Carbon nanomaterials such as fullerenes, nanotubes, and graphene have outstanding physical properties associated with their low dimensionality and graphite-like chemical bonding. The properties of molecules, polymers, and solids are determined by their composition and structural and bonding arrangements. Nanothreads are only a few atoms across, more than 20,000 times thinner than a human hair. The interesting properties of extended carbon solids and molecules arise from carbon-carbon bonding which extends over 6 Å or more in multiple dimensions and can give them great rigidity. They consist of a stiff, strong carbon core surrounded by hydrogen atoms. The resulting threads assume crystalline packing hundreds of micrometers across.
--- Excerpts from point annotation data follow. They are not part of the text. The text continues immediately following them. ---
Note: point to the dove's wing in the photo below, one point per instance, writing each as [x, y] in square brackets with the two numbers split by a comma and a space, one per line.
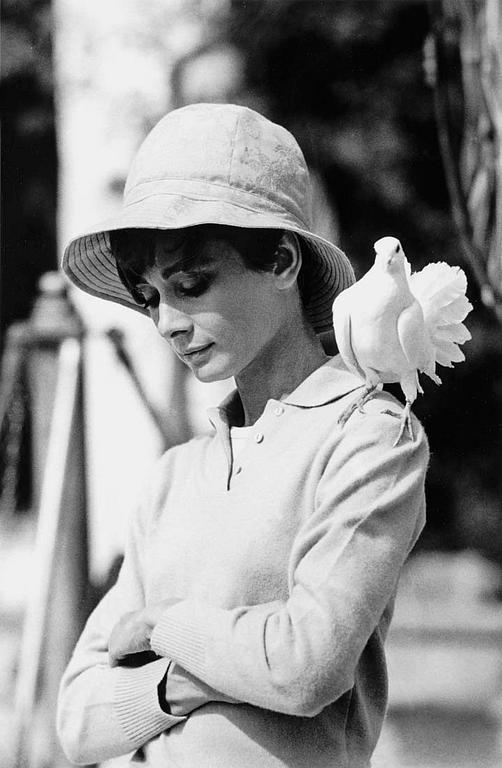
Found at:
[343, 333]
[440, 289]
[411, 335]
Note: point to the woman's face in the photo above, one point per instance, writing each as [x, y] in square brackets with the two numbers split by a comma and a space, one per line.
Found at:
[217, 315]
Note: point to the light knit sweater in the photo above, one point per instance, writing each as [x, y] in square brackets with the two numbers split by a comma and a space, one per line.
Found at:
[286, 564]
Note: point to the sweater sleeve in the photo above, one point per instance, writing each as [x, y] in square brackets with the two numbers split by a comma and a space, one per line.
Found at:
[300, 655]
[105, 711]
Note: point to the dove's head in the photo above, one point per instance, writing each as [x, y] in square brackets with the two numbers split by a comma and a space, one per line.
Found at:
[390, 255]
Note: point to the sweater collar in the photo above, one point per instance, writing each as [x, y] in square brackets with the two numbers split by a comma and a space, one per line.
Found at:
[329, 382]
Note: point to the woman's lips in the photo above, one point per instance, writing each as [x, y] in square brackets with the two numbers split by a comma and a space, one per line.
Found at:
[195, 355]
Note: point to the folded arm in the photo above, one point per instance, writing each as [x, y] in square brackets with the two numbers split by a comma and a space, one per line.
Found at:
[300, 655]
[106, 710]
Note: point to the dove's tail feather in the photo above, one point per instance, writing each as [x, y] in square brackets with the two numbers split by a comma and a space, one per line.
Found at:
[440, 290]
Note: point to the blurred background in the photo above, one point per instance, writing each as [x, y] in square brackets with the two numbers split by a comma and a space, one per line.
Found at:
[397, 105]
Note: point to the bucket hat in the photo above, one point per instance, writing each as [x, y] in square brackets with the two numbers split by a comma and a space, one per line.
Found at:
[214, 164]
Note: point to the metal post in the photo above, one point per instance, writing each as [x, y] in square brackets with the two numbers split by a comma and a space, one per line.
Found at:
[57, 605]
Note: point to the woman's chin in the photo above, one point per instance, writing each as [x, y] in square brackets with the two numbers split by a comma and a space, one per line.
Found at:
[211, 372]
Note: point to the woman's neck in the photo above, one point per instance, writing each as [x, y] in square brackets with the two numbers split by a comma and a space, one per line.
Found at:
[292, 356]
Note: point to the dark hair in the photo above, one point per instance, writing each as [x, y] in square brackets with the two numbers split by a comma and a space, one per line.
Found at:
[134, 250]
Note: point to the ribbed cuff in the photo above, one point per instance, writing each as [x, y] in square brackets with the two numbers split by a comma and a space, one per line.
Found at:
[137, 702]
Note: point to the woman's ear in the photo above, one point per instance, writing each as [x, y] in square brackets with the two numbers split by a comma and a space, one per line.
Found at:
[288, 260]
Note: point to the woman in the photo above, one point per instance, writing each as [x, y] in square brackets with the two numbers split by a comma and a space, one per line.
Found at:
[247, 625]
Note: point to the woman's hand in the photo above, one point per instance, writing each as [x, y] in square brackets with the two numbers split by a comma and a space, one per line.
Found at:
[131, 634]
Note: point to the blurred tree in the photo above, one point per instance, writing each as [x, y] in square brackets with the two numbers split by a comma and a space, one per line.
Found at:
[465, 55]
[29, 160]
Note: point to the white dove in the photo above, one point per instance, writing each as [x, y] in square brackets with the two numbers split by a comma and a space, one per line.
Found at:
[391, 324]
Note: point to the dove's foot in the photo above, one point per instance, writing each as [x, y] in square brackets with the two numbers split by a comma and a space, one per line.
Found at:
[358, 404]
[405, 420]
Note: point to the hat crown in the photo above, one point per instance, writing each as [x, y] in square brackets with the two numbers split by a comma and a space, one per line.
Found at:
[223, 150]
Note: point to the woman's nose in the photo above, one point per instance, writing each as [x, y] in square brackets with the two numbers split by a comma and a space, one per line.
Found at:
[171, 321]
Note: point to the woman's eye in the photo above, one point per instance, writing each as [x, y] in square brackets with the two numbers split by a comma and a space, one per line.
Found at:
[193, 286]
[146, 295]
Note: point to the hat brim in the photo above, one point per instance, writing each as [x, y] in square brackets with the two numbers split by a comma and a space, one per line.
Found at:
[90, 264]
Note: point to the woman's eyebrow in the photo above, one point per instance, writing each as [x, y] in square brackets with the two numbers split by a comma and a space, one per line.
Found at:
[185, 265]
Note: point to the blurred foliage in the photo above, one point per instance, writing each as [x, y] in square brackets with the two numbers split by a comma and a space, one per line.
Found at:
[28, 147]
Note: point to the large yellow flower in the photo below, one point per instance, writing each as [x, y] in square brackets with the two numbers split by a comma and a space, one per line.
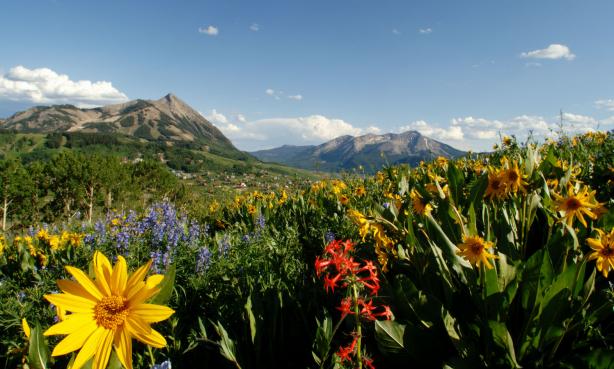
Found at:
[497, 185]
[107, 312]
[419, 205]
[576, 205]
[474, 249]
[513, 178]
[603, 251]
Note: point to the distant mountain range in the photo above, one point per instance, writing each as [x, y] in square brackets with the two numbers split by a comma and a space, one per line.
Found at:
[369, 151]
[171, 122]
[166, 119]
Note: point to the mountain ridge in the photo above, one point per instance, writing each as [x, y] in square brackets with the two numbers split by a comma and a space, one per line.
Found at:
[370, 151]
[168, 119]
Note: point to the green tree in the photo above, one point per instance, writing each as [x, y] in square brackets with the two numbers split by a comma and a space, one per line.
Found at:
[15, 188]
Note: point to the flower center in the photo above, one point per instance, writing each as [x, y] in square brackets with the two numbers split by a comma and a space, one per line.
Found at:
[573, 203]
[111, 312]
[476, 248]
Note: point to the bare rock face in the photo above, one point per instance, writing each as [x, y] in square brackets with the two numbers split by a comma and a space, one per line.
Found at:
[369, 151]
[167, 118]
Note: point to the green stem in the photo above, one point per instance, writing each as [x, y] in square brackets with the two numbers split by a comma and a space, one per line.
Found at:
[358, 326]
[332, 335]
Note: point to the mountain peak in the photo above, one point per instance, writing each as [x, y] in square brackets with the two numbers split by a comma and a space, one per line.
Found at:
[347, 152]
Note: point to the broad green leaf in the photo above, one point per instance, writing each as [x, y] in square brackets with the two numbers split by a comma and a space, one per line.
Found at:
[389, 336]
[251, 318]
[227, 345]
[322, 341]
[504, 340]
[38, 351]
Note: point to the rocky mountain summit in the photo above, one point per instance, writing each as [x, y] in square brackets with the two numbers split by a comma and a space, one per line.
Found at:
[370, 151]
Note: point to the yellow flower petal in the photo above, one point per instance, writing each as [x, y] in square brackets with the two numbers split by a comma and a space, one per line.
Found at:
[151, 313]
[74, 288]
[72, 303]
[123, 348]
[85, 282]
[73, 323]
[154, 280]
[74, 341]
[26, 327]
[89, 348]
[136, 325]
[101, 358]
[119, 276]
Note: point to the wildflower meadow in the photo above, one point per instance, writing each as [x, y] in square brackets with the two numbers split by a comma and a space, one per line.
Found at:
[498, 260]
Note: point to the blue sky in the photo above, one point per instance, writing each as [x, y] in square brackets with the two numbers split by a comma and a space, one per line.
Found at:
[301, 72]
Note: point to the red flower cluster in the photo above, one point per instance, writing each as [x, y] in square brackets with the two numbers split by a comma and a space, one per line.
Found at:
[340, 270]
[345, 354]
[339, 263]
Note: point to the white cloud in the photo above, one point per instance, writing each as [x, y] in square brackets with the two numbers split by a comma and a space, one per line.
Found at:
[438, 133]
[553, 51]
[533, 65]
[216, 118]
[275, 94]
[605, 104]
[44, 86]
[209, 30]
[272, 132]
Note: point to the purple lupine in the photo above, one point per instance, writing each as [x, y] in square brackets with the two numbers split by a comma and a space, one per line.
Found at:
[204, 260]
[261, 221]
[329, 236]
[224, 245]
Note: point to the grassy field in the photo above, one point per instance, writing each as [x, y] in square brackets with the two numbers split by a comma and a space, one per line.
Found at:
[503, 260]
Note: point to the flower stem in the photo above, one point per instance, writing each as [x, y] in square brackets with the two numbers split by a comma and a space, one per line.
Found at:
[358, 326]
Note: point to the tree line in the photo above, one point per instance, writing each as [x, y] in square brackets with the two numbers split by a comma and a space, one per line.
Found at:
[73, 184]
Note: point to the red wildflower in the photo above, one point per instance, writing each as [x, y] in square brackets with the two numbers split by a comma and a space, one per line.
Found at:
[345, 307]
[368, 362]
[321, 265]
[331, 282]
[367, 309]
[345, 352]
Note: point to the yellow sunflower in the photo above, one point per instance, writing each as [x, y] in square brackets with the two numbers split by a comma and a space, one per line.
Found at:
[497, 185]
[418, 204]
[576, 205]
[473, 248]
[361, 221]
[514, 180]
[603, 251]
[107, 312]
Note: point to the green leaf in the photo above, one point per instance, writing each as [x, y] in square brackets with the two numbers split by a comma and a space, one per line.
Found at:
[166, 287]
[389, 336]
[251, 318]
[227, 345]
[38, 353]
[455, 181]
[322, 340]
[503, 339]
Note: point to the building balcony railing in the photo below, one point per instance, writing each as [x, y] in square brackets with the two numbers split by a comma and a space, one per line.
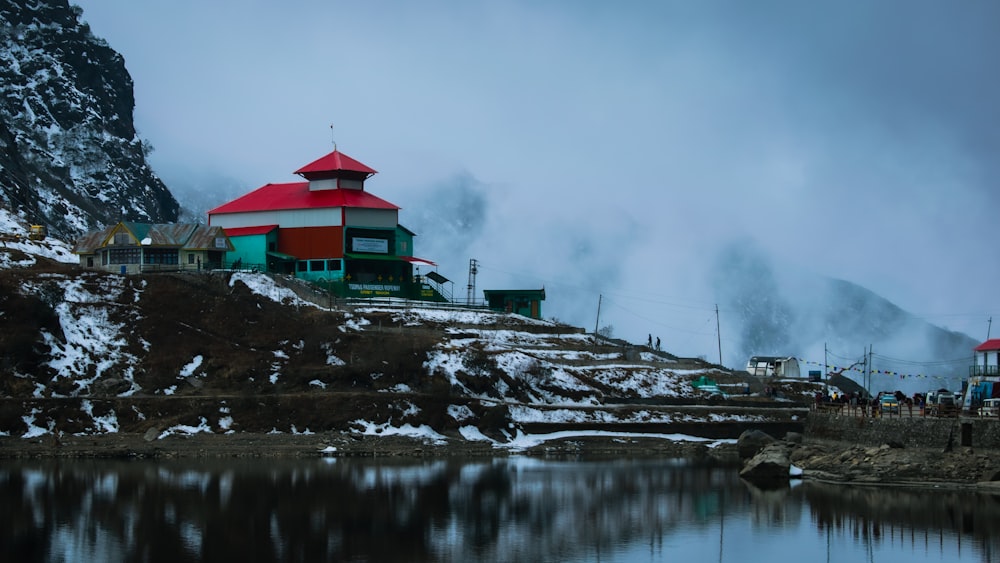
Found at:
[983, 370]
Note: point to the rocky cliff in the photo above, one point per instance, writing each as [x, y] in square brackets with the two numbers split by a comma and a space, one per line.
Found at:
[70, 156]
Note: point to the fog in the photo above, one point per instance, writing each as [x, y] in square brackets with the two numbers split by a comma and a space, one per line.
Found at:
[660, 159]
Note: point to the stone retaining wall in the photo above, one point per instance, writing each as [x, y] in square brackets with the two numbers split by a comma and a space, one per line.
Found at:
[917, 432]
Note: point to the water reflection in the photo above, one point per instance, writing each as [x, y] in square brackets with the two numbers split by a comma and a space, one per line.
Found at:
[516, 509]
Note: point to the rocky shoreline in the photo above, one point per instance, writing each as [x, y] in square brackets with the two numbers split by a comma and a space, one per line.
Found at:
[338, 444]
[818, 460]
[768, 461]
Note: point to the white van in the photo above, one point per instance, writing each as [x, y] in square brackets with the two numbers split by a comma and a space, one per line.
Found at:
[772, 366]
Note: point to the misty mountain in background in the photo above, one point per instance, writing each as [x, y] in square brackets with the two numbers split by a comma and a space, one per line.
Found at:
[783, 312]
[70, 157]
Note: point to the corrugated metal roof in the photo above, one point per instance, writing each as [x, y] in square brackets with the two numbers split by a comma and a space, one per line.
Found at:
[246, 231]
[335, 162]
[191, 236]
[296, 195]
[93, 240]
[204, 237]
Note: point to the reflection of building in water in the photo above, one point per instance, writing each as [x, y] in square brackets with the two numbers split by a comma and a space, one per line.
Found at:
[510, 509]
[923, 520]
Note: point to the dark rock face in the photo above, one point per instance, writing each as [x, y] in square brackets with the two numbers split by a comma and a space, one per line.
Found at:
[771, 465]
[70, 157]
[751, 442]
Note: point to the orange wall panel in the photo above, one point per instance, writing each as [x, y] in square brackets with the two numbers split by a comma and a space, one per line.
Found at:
[312, 242]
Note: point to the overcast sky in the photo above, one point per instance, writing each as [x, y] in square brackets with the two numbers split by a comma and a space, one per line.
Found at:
[614, 149]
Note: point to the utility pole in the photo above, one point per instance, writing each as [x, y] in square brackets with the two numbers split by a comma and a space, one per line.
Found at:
[473, 269]
[869, 370]
[597, 323]
[718, 332]
[826, 369]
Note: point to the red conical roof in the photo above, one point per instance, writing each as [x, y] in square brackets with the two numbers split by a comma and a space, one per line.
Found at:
[332, 164]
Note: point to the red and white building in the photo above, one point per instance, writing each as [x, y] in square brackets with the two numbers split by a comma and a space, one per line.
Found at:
[329, 230]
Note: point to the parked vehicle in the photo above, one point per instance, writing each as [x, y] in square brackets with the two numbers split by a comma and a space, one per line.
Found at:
[942, 403]
[991, 407]
[889, 403]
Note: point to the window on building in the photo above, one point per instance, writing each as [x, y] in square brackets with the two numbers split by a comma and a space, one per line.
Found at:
[160, 256]
[123, 256]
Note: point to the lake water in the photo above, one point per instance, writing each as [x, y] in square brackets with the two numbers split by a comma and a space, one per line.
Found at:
[509, 509]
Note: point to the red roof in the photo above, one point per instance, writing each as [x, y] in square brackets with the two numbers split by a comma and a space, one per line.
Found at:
[335, 162]
[246, 231]
[296, 195]
[989, 346]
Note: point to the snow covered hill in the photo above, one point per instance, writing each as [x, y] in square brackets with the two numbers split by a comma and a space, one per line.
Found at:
[70, 157]
[90, 353]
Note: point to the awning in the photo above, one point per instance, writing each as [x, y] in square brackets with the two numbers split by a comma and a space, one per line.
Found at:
[386, 257]
[415, 260]
[436, 277]
[281, 255]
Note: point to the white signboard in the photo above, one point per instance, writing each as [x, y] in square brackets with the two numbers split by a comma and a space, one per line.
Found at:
[374, 245]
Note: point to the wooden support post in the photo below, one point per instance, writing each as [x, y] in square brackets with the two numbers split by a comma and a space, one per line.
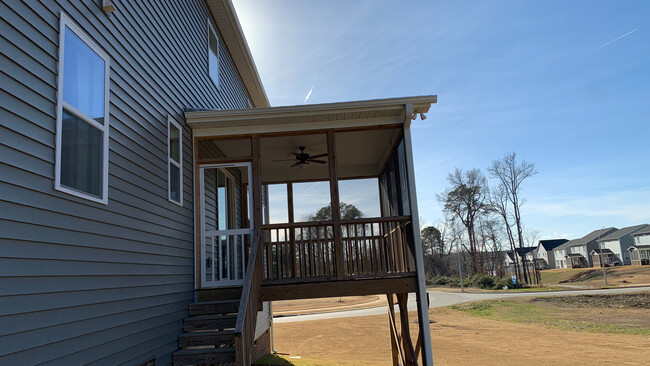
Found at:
[421, 293]
[334, 196]
[396, 350]
[256, 183]
[197, 214]
[407, 343]
[291, 231]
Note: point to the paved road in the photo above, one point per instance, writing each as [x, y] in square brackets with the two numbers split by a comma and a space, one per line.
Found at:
[439, 299]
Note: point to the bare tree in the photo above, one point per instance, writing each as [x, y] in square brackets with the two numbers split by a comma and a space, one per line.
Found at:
[499, 205]
[511, 174]
[465, 200]
[531, 236]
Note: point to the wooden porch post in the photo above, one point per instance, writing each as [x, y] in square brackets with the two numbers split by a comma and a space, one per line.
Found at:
[256, 182]
[292, 234]
[421, 294]
[197, 216]
[334, 196]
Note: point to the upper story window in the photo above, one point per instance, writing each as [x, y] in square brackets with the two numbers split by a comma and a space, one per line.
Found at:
[82, 115]
[213, 54]
[175, 161]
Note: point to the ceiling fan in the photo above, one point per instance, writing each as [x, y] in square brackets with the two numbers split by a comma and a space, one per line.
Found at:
[302, 158]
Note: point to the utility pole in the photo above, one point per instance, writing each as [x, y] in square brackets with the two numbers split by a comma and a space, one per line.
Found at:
[460, 271]
[602, 261]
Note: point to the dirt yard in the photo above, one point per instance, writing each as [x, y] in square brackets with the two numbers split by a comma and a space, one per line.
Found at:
[458, 338]
[326, 304]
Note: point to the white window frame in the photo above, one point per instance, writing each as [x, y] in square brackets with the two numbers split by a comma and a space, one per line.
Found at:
[213, 30]
[179, 164]
[65, 21]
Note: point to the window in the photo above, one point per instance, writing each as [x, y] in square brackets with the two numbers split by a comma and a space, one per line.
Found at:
[82, 115]
[175, 161]
[213, 54]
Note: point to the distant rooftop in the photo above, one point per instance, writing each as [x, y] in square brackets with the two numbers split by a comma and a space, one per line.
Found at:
[551, 244]
[622, 232]
[645, 230]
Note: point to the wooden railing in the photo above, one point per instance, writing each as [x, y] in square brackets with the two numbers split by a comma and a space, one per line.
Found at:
[376, 246]
[307, 251]
[247, 313]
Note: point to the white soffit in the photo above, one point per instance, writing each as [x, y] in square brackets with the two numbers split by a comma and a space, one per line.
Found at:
[225, 17]
[364, 113]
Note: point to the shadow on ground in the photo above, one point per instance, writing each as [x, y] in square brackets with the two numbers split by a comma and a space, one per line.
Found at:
[273, 360]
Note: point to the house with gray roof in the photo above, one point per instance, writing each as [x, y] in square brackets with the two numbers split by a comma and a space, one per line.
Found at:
[575, 253]
[615, 247]
[545, 253]
[640, 251]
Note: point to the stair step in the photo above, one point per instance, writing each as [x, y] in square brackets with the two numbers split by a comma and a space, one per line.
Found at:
[214, 307]
[212, 322]
[206, 339]
[206, 356]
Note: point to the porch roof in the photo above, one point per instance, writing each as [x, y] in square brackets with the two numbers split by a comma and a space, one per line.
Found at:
[366, 113]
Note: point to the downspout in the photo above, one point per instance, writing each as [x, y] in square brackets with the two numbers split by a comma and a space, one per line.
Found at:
[422, 298]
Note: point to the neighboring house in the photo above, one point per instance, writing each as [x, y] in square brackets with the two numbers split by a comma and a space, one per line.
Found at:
[546, 253]
[136, 146]
[642, 237]
[640, 255]
[615, 247]
[640, 251]
[523, 255]
[575, 253]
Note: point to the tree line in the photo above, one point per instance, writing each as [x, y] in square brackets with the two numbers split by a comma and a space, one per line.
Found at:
[482, 220]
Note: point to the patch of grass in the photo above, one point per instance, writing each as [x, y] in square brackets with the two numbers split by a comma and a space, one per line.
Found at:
[616, 301]
[532, 312]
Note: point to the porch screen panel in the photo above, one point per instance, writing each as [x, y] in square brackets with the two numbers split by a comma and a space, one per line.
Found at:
[391, 176]
[210, 189]
[403, 179]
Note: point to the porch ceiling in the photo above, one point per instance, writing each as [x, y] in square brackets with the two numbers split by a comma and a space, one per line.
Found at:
[367, 113]
[359, 154]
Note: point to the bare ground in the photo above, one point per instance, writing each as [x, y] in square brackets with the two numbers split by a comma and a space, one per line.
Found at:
[287, 307]
[459, 339]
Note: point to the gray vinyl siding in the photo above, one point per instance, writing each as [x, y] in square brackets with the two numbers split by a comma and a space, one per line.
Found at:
[82, 282]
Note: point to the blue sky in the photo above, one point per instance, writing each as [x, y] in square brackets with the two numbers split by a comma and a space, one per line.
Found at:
[564, 84]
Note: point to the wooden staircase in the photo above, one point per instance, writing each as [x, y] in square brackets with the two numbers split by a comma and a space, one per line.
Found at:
[209, 336]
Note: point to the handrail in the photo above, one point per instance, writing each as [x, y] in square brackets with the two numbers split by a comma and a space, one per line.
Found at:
[247, 313]
[347, 221]
[307, 250]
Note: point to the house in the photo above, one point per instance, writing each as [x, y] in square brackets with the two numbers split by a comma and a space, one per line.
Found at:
[575, 253]
[545, 253]
[613, 248]
[137, 143]
[640, 251]
[523, 255]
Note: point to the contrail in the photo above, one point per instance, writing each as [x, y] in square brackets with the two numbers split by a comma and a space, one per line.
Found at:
[312, 186]
[308, 94]
[614, 40]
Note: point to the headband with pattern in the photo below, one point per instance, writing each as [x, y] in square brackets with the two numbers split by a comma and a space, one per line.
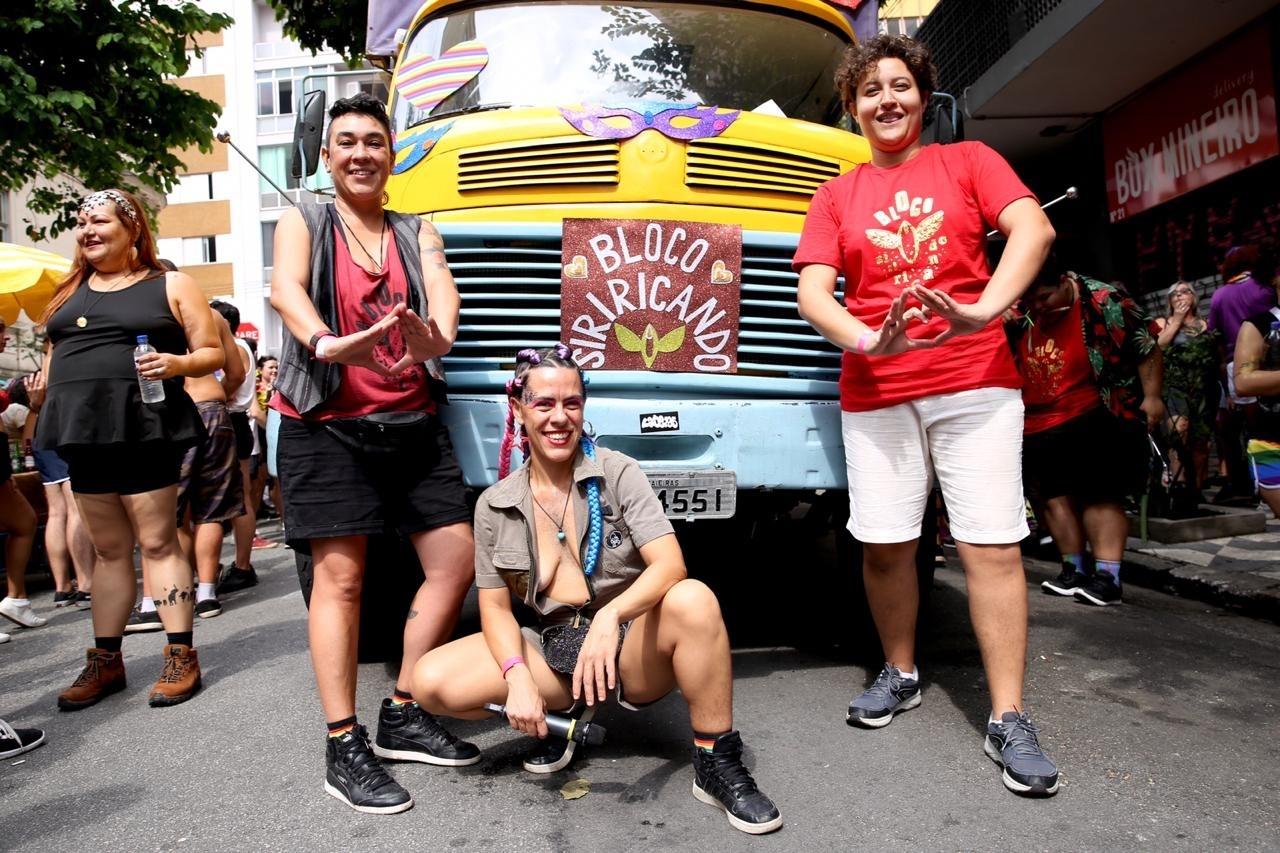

Carbon nanothreads from polycyclic aromatic hydrocarbon molecules
Nanothreads fill in the last remaining entry in a matrix of the hybridization and dimensionality of extended carbon solids and nanomaterials. Their 1D sp³ bonding should make their properties as different from 1D sp² bonded nanotubes as diamond is different from graphite. Carbon nanotubes, although also one-dimensional nanomaterials, in contrast, have sp2-carbon bonding as is found in graphite. Although sp3 nanothreads and sp2 nanotubes are both 1D carbon materials, their properties can be expected to contrast as sharply as diamond and graphite. The smallest carbon nanothread has a diameter of only 0.2 nanometers, much smaller than the diameter of a single-wall carbon nanotube. The properties of nanothreads have been the subject of an extensive literature of investigation by theoreticians. Much of this literature regards the mechanical properties arising from their cage-like sp3 bonding, but other properties associated with changes in composition and structure have also been investigated.